There so many things that were left unsaid.. where do I even began ?
I guess I could say where did it all go wrong ?
Loving me isn’t easy. So I don’t blame you, for falling out of love with me. I wish things were different. I just need closure. I want to pick my phone up and dial your phone. Just to hear your beautiful voice one more time. Just one more hoo-rah . But what difference did it make ? Let me just start back at the beginning.
We were simple , easy , fun even . “The honeymoon phase “ they call it these days , but was it ever really a phase ? The first night I met you , I was so nervous . I was over thinking and over analyzing everything and anything under the sun. But you don’t want to hear that right ? I know I fucked up. Beyond forgiveness. But I would fight every. Single. Day. For the rest of my life trying to fix the pain I caused you trying to love me. Because again I’m not an easy lover. I freak out , I tried to control you .. but you were like my dandelion, my muse , my light .. but things started to change. The distance. The terrible timing. The stupid pity arguments. Our egos being too high to apologize so we just never did and kept going like it was fine but we were slowing losing our spark. But the spark is what keeps the relationship simply that. The spark , the feelings , the way you’d talk so passionately about our future. The life we wanted for ourselves. But together. I spend almost every weekend with you since I met you. Can you imagine trying to unlearn everything about a person you spend almost every moment with for a year ? 365 days I was with you. Hopelessly in love . Unconditionally in love. And that’s what I will always remain. Hopeless and unconditionally in love with you. Always and forever. But here’s to the heartache right ?
But it wasn’t as easy or as simple as that. There were bitter arguments , letting our anger get the best of us in the heat of the moment . Saying things we instantly regretted after. Holding each other in each other’s arms as we cried about the fear of losing one another.

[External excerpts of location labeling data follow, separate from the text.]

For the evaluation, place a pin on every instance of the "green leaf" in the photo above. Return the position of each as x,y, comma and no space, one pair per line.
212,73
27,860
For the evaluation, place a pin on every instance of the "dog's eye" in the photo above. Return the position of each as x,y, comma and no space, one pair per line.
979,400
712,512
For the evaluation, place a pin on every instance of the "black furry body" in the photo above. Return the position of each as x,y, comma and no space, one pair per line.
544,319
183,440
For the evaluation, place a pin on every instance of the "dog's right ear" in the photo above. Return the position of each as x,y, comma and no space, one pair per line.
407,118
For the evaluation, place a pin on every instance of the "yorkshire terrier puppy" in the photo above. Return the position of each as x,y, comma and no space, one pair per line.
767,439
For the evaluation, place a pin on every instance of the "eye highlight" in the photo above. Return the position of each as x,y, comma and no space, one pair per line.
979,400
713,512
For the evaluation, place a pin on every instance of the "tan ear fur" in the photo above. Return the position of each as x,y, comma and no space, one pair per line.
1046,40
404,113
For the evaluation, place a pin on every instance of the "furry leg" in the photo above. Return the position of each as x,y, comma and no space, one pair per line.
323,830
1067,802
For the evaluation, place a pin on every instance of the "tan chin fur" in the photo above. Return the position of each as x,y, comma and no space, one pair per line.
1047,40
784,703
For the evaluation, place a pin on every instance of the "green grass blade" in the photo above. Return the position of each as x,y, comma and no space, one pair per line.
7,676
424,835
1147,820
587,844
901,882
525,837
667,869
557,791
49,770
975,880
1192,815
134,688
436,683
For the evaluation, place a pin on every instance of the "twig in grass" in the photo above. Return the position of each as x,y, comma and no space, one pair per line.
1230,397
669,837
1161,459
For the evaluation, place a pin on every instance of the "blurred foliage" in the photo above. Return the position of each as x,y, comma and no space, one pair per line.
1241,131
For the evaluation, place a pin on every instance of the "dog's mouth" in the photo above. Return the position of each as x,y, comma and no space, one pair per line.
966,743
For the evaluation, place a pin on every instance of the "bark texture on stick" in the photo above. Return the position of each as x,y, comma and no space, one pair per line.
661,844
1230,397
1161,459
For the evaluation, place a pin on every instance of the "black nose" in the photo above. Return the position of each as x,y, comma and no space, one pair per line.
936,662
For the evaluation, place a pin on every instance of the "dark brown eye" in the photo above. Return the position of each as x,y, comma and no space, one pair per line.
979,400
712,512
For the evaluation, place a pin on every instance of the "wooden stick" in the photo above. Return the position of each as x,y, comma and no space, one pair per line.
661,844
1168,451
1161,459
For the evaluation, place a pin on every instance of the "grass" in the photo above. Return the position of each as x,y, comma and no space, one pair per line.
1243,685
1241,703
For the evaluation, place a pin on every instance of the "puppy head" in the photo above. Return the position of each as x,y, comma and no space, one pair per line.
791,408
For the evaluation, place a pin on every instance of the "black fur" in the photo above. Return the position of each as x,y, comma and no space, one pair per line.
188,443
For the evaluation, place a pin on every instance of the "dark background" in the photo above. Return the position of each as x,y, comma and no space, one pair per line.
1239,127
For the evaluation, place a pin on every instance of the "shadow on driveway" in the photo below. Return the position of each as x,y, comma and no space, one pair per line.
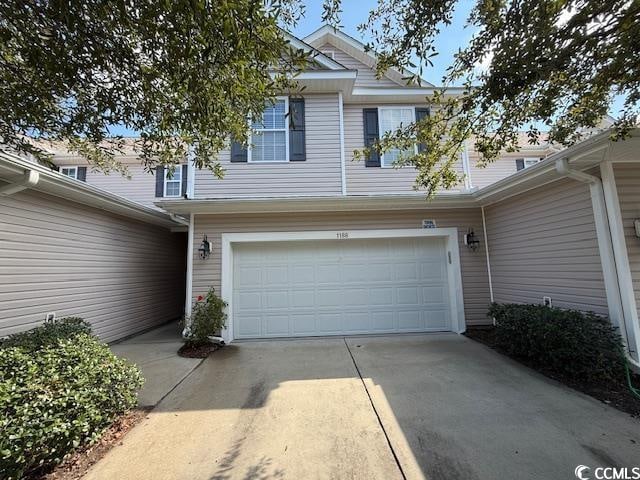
419,406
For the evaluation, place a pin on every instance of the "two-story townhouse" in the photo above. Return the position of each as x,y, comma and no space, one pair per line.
302,240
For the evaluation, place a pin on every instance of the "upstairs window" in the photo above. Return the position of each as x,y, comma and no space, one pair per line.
270,134
392,118
173,182
69,171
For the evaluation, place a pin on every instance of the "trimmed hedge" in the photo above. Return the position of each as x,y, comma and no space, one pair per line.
570,343
58,391
48,333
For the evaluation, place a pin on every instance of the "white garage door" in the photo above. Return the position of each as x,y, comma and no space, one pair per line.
335,287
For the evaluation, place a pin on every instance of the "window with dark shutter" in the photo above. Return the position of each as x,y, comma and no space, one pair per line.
238,152
371,135
159,181
297,148
185,175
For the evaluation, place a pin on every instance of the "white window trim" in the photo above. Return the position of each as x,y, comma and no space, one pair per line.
381,133
450,235
166,172
70,167
530,161
286,137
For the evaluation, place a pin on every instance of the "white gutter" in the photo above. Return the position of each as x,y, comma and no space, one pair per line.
179,219
188,302
607,257
29,179
343,176
54,183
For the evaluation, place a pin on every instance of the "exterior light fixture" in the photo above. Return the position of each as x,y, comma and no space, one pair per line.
470,240
205,248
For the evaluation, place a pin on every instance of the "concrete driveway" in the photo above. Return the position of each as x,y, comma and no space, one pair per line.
422,406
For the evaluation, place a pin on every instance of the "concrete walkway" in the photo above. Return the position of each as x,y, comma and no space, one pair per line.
423,406
155,354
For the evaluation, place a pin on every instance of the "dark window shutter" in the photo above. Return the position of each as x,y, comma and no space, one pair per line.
420,114
159,181
185,173
371,135
238,152
297,150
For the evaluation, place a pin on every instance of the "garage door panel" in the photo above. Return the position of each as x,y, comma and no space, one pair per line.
336,287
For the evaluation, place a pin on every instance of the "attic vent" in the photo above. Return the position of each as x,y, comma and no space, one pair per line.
329,53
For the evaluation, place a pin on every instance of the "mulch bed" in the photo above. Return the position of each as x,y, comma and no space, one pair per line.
198,351
77,465
616,395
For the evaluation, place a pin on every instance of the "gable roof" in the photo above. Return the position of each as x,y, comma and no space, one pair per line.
320,58
355,48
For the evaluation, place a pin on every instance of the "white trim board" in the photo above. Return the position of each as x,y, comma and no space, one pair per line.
454,272
621,258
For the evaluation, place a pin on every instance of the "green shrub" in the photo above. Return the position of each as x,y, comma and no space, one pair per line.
570,343
207,318
59,398
48,333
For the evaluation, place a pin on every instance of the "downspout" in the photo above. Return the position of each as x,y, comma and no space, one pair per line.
605,246
188,303
343,175
29,179
486,250
466,168
191,168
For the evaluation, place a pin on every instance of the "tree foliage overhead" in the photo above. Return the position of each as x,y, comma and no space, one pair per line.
180,72
555,63
188,73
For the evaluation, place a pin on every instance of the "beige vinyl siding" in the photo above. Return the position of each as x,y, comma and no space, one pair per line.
627,177
499,169
318,175
121,275
543,243
366,75
206,273
363,180
140,187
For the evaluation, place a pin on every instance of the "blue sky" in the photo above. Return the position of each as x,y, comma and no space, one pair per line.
355,12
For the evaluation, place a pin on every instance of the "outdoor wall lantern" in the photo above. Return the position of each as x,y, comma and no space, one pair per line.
205,248
471,241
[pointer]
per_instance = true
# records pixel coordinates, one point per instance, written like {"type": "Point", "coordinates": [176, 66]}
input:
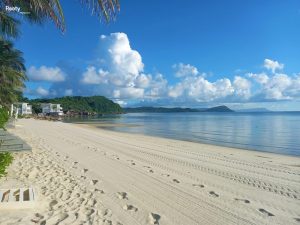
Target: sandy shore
{"type": "Point", "coordinates": [85, 175]}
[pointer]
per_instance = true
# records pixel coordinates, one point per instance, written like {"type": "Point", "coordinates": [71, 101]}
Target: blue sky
{"type": "Point", "coordinates": [184, 53]}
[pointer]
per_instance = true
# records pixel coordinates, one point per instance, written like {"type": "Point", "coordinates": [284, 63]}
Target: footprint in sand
{"type": "Point", "coordinates": [243, 200]}
{"type": "Point", "coordinates": [265, 212]}
{"type": "Point", "coordinates": [52, 203]}
{"type": "Point", "coordinates": [94, 182]}
{"type": "Point", "coordinates": [84, 170]}
{"type": "Point", "coordinates": [214, 194]}
{"type": "Point", "coordinates": [154, 218]}
{"type": "Point", "coordinates": [130, 208]}
{"type": "Point", "coordinates": [176, 181]}
{"type": "Point", "coordinates": [122, 195]}
{"type": "Point", "coordinates": [198, 185]}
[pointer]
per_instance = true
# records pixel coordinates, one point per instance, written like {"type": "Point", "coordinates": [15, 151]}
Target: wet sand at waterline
{"type": "Point", "coordinates": [84, 175]}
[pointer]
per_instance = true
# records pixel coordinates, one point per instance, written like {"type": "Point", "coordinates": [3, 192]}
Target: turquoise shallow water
{"type": "Point", "coordinates": [270, 132]}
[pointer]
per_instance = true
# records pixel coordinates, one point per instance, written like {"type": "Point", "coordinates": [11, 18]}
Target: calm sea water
{"type": "Point", "coordinates": [269, 132]}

Why can’t I get you out of my head ?
I see your name and hear your voice everywhere. Why can’t I just go numb. I’d rather be numb then feel this pit in my stomach, making me feel physically sick to my stomach from crying because I love someone who made them self not love me back.
Here’s the simple question . It’s rhetorical really.
“ where did I go so wrong that I made you hate me “ but I know the answer to that question. You’ve told me so many times. How can one simply go from being so in love to feeling absolutely nothing ? I was always told growing up that if you fall in love then you always have to take the risk. Now you’re probably wandering what risk ? Being open. Vulnerable. Letting all your walls down and openly put your heart out on the line. Risk getting hurt. And I was so scared but I did it anyway because I love you.
So now my last line is this .
We’re you ever in love with me or just the idea of me ?
If I ever see you in another life , even if I don’t. Just know.
You were and always be my great epic love story.